From their contract from America:
1. Identify constitutionality of every new law
2. Reject emissions trading
3. Demand a balanced federal budget
4. Simplify the tax system
5. Audit federal government agencies for waste and constitutionality
6. Limit annual growth in federal spending
7. Repeal the healthcare legislation passed on March 23, 2010
8. Pass an 'All-of-the-Above' Energy Policy
9. Reduce Earmarks
10. Reduce Taxes
I'm sure I have to dig further but whenever I hear tea party candidates speak, I largely just hear the phrasing of a balanced budget but none of the steps to get that far. But oh well, I guess I just don't care enough to do any further research.
Little Robot said:
The way that the electoral college system governs presidential elections, for example, means that third party candidates can basically never win, no matter how much of the vote they get. In order to actually win, third party candidates would need (if I remember correctly) a plurality in the states which give them enough electoral votes to win a majority of the votes. There have been third party candidates who have gotten a really high percentage of the popular vote, and they never got a single electoral vote (nor did the two main parties really reform themselves). Because we don't go by a direct democracy for election of the president, the two main parties don't care about anything except each other until a third party candidate can literally get more votes than them in states across the country. It's a really weird system, but basically it's one where a vote for a third party is practically just saying "fine, don't tally up my vote when finding whether republicans or democrats won."

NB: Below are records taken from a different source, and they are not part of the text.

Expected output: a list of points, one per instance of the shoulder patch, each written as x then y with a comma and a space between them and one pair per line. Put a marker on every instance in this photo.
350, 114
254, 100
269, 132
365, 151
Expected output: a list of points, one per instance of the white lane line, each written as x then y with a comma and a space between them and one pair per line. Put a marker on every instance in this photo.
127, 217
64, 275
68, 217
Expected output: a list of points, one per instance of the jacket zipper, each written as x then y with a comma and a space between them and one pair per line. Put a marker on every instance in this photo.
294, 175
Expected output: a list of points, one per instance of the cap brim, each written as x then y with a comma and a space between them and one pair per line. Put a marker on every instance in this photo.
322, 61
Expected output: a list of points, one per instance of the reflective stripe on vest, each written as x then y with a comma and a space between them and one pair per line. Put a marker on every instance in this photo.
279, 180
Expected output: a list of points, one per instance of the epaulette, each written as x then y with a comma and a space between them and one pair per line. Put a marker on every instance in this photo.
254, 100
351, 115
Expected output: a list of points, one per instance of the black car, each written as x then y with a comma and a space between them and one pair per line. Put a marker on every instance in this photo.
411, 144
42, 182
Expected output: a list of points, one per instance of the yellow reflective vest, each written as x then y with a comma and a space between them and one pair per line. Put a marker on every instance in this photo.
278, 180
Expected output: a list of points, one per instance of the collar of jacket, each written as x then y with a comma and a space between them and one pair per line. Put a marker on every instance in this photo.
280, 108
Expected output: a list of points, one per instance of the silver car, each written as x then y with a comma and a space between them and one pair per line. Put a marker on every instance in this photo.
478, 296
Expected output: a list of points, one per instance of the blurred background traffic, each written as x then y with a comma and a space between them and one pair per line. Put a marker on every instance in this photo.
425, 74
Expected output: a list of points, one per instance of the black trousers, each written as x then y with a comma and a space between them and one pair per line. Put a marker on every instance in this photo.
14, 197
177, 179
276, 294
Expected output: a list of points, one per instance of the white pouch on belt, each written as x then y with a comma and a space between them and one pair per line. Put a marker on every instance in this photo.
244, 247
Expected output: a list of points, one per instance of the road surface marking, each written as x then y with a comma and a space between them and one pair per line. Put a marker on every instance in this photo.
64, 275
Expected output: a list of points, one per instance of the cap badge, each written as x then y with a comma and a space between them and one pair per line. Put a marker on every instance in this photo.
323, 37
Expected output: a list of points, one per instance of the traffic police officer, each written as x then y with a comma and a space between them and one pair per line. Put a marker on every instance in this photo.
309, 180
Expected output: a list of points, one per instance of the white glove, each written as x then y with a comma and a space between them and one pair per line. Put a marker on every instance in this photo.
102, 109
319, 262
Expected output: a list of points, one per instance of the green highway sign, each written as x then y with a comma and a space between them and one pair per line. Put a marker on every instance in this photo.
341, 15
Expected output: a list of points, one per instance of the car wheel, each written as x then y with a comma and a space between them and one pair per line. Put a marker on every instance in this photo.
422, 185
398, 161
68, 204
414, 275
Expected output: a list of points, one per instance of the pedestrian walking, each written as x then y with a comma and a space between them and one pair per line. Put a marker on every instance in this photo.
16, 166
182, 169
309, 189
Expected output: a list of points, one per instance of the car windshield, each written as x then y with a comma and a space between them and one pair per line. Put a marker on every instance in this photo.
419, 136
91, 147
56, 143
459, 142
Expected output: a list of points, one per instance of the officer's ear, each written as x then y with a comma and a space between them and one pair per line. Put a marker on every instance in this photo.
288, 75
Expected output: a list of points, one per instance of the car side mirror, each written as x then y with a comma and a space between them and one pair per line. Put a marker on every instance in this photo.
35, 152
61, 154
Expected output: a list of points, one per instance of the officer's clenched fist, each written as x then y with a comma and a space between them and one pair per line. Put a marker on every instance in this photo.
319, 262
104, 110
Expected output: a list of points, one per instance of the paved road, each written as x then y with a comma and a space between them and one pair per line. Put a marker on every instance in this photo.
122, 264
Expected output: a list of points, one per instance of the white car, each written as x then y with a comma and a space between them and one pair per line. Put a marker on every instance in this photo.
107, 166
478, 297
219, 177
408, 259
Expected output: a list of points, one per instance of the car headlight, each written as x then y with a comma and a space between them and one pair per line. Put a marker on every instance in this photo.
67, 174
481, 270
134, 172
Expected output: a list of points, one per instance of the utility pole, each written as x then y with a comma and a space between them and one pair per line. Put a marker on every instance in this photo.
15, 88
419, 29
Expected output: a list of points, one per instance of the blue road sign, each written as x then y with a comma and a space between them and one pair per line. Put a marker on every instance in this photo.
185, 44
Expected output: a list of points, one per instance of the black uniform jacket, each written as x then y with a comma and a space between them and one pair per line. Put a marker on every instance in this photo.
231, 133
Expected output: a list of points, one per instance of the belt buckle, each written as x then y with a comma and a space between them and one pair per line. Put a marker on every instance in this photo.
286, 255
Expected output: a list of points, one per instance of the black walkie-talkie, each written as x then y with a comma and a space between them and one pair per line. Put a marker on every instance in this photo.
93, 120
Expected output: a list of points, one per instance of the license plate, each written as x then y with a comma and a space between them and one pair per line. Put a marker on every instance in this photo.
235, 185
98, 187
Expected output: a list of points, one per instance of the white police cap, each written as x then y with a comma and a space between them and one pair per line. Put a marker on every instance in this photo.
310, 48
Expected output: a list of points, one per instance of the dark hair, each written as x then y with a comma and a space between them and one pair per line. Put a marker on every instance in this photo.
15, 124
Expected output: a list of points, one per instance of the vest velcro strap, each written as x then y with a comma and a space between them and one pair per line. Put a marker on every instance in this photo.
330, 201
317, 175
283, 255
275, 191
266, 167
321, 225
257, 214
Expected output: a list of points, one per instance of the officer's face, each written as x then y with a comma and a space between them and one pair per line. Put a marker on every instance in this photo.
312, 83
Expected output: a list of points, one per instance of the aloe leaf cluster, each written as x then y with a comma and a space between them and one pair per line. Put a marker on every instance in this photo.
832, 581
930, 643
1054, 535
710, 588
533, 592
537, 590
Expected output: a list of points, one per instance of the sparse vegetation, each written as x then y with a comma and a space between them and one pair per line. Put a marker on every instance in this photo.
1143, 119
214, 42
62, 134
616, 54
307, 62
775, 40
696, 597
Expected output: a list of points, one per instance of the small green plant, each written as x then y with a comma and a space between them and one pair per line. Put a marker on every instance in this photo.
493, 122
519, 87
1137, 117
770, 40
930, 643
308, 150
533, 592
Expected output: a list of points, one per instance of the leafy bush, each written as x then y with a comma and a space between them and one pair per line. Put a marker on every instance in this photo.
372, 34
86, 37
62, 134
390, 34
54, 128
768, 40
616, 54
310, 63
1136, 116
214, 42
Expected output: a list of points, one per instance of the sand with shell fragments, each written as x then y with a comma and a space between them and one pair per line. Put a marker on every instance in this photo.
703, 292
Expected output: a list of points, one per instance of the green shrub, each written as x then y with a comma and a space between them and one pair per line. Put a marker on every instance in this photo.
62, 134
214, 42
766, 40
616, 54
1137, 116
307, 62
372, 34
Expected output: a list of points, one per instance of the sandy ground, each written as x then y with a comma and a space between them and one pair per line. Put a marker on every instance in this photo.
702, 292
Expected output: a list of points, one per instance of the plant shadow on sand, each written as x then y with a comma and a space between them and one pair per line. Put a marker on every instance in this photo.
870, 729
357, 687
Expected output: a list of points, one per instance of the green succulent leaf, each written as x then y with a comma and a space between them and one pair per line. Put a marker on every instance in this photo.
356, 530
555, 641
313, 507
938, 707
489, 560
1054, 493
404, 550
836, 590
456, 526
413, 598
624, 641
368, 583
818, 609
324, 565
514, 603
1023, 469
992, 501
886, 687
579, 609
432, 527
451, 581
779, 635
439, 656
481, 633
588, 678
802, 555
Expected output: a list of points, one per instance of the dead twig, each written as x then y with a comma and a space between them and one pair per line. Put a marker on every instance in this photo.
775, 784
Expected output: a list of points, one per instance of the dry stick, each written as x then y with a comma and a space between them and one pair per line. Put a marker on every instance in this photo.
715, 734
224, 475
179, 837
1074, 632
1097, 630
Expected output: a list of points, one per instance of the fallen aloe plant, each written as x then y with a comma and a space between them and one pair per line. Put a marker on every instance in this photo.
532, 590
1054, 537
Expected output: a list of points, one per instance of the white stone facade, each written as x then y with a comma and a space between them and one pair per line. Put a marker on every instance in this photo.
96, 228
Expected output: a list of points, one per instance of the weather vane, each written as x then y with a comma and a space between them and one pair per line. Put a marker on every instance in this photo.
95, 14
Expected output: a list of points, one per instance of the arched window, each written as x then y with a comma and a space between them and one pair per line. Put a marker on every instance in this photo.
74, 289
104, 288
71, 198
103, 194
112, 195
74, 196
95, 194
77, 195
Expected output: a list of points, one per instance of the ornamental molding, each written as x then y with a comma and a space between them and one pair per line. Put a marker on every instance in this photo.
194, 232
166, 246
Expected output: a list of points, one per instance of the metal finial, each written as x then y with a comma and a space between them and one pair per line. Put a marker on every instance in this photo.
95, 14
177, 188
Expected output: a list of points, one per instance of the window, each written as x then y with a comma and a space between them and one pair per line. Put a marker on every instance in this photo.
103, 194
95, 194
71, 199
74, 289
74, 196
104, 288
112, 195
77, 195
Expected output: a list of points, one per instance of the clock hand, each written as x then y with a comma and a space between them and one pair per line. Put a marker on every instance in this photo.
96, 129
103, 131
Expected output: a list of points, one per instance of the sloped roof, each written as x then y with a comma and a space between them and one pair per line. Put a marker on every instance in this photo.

There's always the option of the
national popular vote, which would likely gain more momentum again if there was a strong third party candidate that lost. I'm a fan of a ranking system of some kind, rather than a binary voting system but that's just me.
DammitBoy said:
My argument, as kharm so eloquently pointed out, is that racism is irrelevant in this context, whether I admit your "common sense" claim is accurate or not.
I don't think it can be so easily dismissed though. I don't believe the presence of racism alters the group's political views, but if the tea party wants to avoid associations with racial views, they have to watch what many of their "leaders" say.
Just pulling a few quickly off Wikipedia
Tea Party Express leader Mark Williams referred to Allah as a "Monkey God".
According to the Dayton Daily News, on March 21, 2010, Springboro (Ohio) Tea Party founder Sonny Thomas tweeted a racial slur on the Twitter Page he managed, directed specifically at the Hispanic community that stated "Illegals everywhere today! So many spics makes me feel like a speck. Grrr. Wheres my gun!?".
While not a tea party member, when someone views the Tea Party like this, it's certainly alarming:
Steve Smith, Pennsylvania Party Chairman of the white nationalist American Third Position Party, has called Tea Party events "fertile ground for our activists"
To say it's all just media koolaid and the media's bias seems a misrepresentation of the existence of racism in the group.